I wish I was as charismatic as Clinton and had his accent... lol

My room is very small and this is the furtherst I can put my camera away from me. It is touching the wall literally.

If I go more back, the background is not blurred anymore then as the camera refocuses on my face.

I am using Canon EOS 200D Digitale Spiegelreflexkamera (24,2 Megapixel,
and
Canon EF-S 24 mm 1:2.8 STM Objektiv schwarz

The image is somewhat blurry and low resolution because it is a screenshot from the live remote view window and this website was giving me errors when uploading higher resolution images.

So guys, any suggestions?


----------



## MitchP (Jan 12, 2022)

FWIW, if you notice Clintons face is lit from the side. That gives definition to his features. So your key light should be coming from the side with a much weaker fill light on the other side. The shadows in his pic tell as much of the story as the lit parts. 

You need to diffuse everything with a soft box or at least bounce it off a white board.

In your example your face is very flat, too much light at the wrong angle. The top light on your hair is good and helps pop it from the background. Minimize the dark circles under your eyes with angle of light. 

Good luck!


----------



## mathbias (Jan 13, 2022)

Sorry to say this, but if the goal is too look less childish and more professional, I think the lighting is a minor aspect.  The way the clothes fit, the chair apparently too low for the table, and even facial expression are all screaming "unprofessional".  (I'm judging by the still shot.  I don't see a video)


----------



## snowbear (Jan 13, 2022)

"Please be reminded that political comments are not allowed in public threads.
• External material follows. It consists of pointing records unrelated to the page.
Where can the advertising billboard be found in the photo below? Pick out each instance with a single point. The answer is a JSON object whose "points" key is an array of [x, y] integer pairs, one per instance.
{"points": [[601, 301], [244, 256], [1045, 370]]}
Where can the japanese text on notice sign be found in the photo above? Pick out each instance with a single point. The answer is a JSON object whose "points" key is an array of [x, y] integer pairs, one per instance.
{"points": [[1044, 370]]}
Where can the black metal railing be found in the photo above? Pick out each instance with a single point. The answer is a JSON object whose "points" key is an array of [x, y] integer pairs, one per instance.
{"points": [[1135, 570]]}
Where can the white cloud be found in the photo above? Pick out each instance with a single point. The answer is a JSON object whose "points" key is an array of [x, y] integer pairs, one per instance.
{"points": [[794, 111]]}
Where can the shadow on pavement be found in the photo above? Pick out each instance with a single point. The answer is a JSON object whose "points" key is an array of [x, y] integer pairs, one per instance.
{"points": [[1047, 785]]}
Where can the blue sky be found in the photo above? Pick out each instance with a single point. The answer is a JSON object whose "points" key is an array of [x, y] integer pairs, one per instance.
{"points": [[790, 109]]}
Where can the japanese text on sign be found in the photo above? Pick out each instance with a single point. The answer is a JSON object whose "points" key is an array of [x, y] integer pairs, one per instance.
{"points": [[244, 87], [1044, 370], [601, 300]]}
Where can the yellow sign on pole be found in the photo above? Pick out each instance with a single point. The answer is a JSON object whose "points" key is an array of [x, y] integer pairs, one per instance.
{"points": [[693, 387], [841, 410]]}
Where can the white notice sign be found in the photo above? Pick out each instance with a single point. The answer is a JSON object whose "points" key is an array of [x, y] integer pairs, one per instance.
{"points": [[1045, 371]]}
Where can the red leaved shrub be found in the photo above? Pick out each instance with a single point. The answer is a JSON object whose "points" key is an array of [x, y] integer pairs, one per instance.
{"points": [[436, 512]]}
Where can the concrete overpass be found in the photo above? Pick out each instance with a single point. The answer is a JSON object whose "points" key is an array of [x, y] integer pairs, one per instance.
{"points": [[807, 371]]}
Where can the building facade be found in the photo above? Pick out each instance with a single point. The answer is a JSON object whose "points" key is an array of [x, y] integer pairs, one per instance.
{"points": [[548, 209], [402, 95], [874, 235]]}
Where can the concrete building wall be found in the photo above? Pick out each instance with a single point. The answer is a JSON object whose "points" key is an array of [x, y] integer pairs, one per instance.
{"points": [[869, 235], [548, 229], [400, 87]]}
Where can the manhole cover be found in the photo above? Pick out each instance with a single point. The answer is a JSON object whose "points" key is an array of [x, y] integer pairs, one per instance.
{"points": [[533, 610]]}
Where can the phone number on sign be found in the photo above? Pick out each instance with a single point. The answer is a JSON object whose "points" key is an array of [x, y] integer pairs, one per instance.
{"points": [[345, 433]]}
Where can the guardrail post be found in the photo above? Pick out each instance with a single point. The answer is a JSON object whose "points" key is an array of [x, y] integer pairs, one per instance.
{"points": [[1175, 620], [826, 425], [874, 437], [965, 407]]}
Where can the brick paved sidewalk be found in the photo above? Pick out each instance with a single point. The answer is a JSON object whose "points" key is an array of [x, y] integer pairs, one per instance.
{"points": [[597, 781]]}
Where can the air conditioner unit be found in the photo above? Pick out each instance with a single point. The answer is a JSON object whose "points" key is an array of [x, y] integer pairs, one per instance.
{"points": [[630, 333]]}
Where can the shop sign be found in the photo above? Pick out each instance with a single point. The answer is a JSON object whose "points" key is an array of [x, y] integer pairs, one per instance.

The video in the OP does feature a politician, yes, but it is not a political video, rather an ad for Master Class. If you don't like this politician, then don't watch the video and move onto the next thread. If you do like him, go ahead and watch if you feel like it. If you then comment, be sure to *only* comment on the question about lighting that was asked by the OP. Leave your personal feelings about him out of your posts."


----------



## NoobForPhotography (Jan 13, 2022)

MitchP said:


> FWIW, if you notice Clintons face is lit from the side. That gives definition to his features. So your key light should be coming from the side with a much weaker fill light on the other side. The shadows in his pic tell as much of the story as the lit parts.
> 
> You need to diffuse everything with a soft box or at least bounce it off a white board.
> 
> ...


Wow! I am soooo thankful!

You guys are amazing!

I often ask things in forums online when I try to learn something and very often I get answers that just leave one feeling miserable.

This was so direct and honest I really learned a lot.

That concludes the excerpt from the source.